Protecting the children in the church--from us
I am about to describe to you an incident that occurred on Sunday that is really a non-incident, or would have been in your grandmother’s time.
I was the “helper” in the kindergarten/first grade Sunday school classroom. A little girl had to go to the restroom so I told the two teachers I would take her down the hallway and be back in a jiffy. The two stopped and said I needed to take another child with me: there must be two at a time. And so a second child was solicited to make the trip.
I thought it slightly odd but took both children, and that was that.
It just so happened that this was also the Sunday I was required to attend a mandatory class on child abuse. It was at this meeting I learned, to my surprise, that the reason for the compulsory escort of two children at a time was for their protection—from me!
This is, evidently, the direction the church has taken in its goal toward zero possibility of harm to the children in their temporary charge. The pastor leading the class said the pages of regulations, and the forms we were to fill out consenting to a government background check, were 98 percent for the sake of the children. I bided my time nervously to learn of the other 2 percent.
It was also established that a teacher is not to enter the restroom (I do not mean the individual stall inside the restroom) with the child. At this point I admitted publicly to my fresh violation but was forgiven because of my ignorance of the rule.
Also, a teacher may not be in a room with a child alone. (I raised my hand and said that some of my best experiences in school as a child had been that one-on-one time with a teacher.)
A teacher must be careful regarding any touching of students, we learned.

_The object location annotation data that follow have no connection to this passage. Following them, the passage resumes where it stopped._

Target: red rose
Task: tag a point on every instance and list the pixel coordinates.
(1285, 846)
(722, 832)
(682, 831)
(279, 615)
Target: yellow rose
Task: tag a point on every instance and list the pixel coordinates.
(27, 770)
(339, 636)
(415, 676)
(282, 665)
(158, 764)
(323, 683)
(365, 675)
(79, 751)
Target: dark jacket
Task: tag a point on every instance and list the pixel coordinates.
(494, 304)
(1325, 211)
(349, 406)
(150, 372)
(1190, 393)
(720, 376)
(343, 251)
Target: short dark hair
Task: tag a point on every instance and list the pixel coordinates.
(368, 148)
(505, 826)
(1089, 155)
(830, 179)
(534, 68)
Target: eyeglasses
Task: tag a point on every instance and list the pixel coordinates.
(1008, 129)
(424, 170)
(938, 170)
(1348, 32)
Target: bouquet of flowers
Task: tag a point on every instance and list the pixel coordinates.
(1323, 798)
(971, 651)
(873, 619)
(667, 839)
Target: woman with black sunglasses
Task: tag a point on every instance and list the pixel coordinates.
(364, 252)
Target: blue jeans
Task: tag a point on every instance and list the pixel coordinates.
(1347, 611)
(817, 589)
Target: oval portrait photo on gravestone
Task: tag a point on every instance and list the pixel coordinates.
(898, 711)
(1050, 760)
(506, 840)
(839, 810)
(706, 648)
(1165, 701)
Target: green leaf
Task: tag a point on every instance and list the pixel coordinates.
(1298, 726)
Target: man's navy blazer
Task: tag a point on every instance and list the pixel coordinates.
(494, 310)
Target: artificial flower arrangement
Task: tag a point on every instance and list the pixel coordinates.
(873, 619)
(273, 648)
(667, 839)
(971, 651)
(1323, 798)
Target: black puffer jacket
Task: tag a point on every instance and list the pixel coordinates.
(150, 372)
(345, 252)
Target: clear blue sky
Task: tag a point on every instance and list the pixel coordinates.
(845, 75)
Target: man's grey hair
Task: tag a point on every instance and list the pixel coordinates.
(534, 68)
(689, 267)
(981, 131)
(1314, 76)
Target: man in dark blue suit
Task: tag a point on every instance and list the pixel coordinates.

As a real-life example, the pastor mentioned a time years ago when he was sitting cross-legged on the classroom floor, telling Bible stories to a circle of first-graders, and how uncomfortable he felt when two little girls (who both happened to be fatherless) were cuddling a bit too close beside him. He turned to me and said that one of those little girls was mine.
Toward the end of the meeting I learned the exact nature of the teeny-weeny 2 percent of the church’s concern: The pastor disclosed, in a somber tone, that one big lawsuit and we were done.
I went home and thought about a few things. One is that the obsequious capitulation to the government’s ever-encroaching demands leads to ridiculous extremes and will eventually cause the church to lose its soul: The 2 percent will in the end swallow up the 98 percent.
The other is that we know what Jesus would have done with the little children who wanted to be near Him: He would have held them in His arms.